- Federal Building and U.S. Courthouse
- U.S. National Register of Historic Places
- Location: 100 W. Troy St., Dothan, Alabama
- Coordinates: 31°13′31″N 85°23′33″W﻿ / ﻿31.22528°N 85.39250°W
- Area: less than one acre
- Built: 1909-11; 1952
- Architect: Office of the Supervising Architect
- Architectural style: Classical Revival
- NRHP reference No.: 74000412
- Added to NRHP: December 31, 1974

= Federal Building and United States Courthouse (Dothan, Alabama) =

The Federal Building and U.S. Courthouse, also known as U.S. Post Office and Court House, is a historic government building in Dothan, Alabama, United States.
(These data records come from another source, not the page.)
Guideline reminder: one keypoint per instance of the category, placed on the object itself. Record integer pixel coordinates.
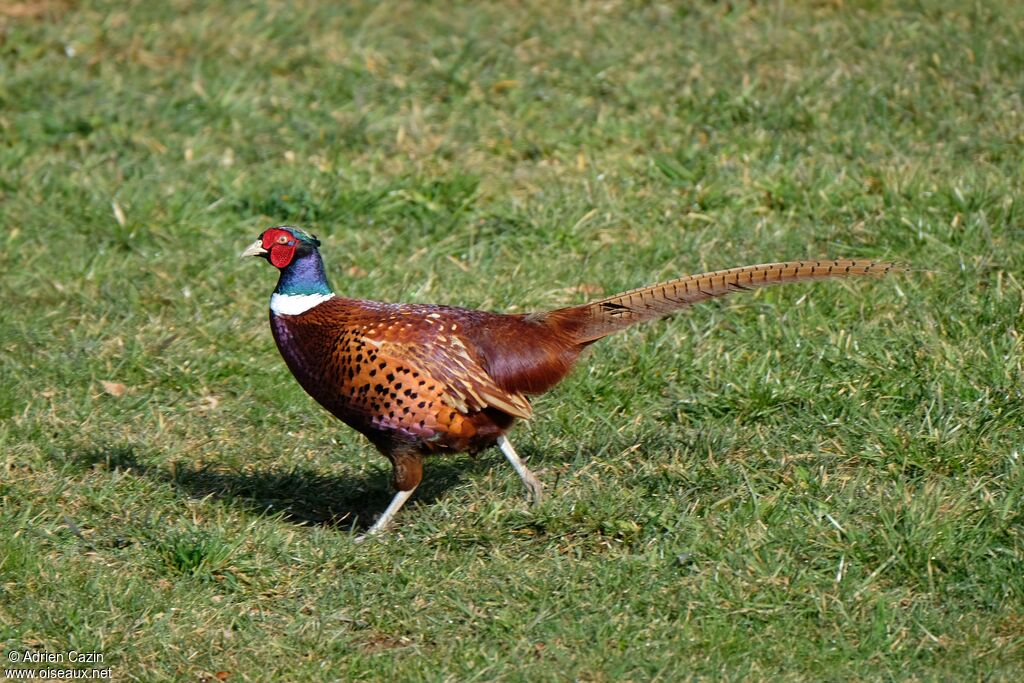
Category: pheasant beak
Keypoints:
(255, 249)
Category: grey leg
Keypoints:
(385, 519)
(534, 485)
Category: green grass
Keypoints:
(808, 482)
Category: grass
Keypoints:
(809, 482)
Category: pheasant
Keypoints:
(420, 380)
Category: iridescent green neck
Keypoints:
(304, 275)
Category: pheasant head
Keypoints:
(295, 253)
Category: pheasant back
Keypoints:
(419, 379)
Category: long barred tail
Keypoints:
(593, 321)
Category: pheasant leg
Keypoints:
(534, 485)
(385, 519)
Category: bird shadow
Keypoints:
(300, 495)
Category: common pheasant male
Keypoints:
(419, 380)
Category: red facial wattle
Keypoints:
(282, 246)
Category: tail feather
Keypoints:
(593, 321)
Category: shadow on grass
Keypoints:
(299, 495)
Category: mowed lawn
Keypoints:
(818, 481)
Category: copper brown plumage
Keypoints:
(419, 380)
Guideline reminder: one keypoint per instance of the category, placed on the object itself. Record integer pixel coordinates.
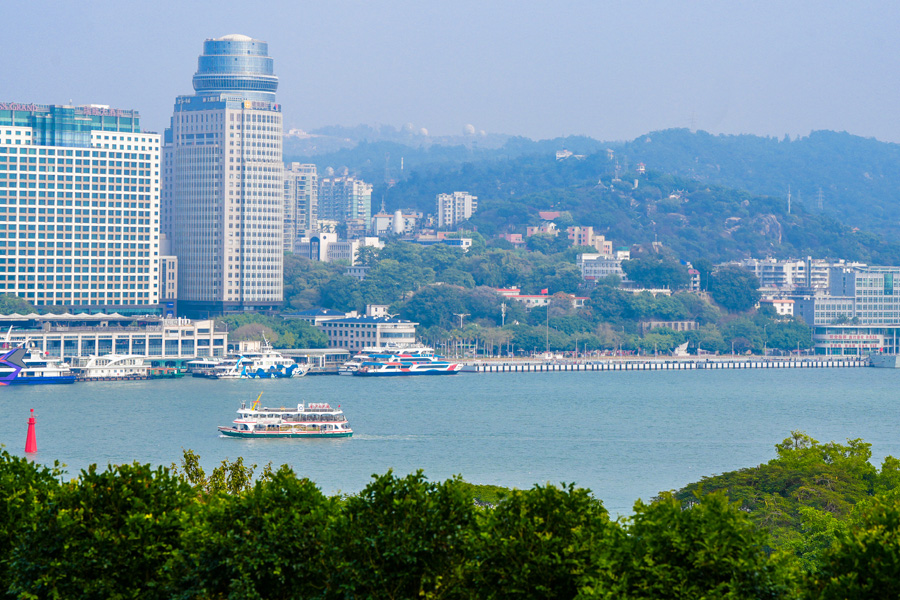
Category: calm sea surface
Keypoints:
(624, 435)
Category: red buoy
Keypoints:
(31, 440)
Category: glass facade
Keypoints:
(236, 66)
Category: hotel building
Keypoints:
(223, 196)
(858, 314)
(79, 207)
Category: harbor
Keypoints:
(664, 364)
(625, 434)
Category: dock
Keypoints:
(653, 364)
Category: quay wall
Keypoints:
(659, 365)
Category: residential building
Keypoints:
(858, 313)
(301, 202)
(345, 198)
(585, 236)
(455, 208)
(224, 183)
(326, 247)
(532, 301)
(646, 326)
(545, 228)
(80, 335)
(79, 207)
(441, 237)
(358, 332)
(398, 223)
(781, 306)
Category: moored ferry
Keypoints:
(313, 420)
(261, 363)
(42, 370)
(111, 367)
(385, 353)
(397, 366)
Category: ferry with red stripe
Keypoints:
(313, 420)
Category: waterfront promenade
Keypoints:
(660, 364)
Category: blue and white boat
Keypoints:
(264, 363)
(403, 366)
(11, 363)
(39, 369)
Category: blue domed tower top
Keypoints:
(236, 65)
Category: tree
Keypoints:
(267, 542)
(709, 550)
(734, 288)
(538, 543)
(656, 271)
(107, 534)
(399, 538)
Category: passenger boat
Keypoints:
(313, 420)
(384, 354)
(265, 364)
(200, 366)
(41, 370)
(398, 366)
(10, 364)
(111, 367)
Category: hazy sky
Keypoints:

==Architecture and history==
The Classical Revival building was begun in 1909 and completed in 1911 to designs by architects and engineers in the Office of the Supervising Architect under James Knox Taylor. It was built to house facilities of the United States District Court for the Middle District of Alabama, the United States Post Office and other federal agencies. In 1952 a plain one-story addition was added in the rear of the building, and in 1962 the post office moved to a new facility. The building is still used as a courthouse.

It was listed on the National Register of Historic Places in 1974.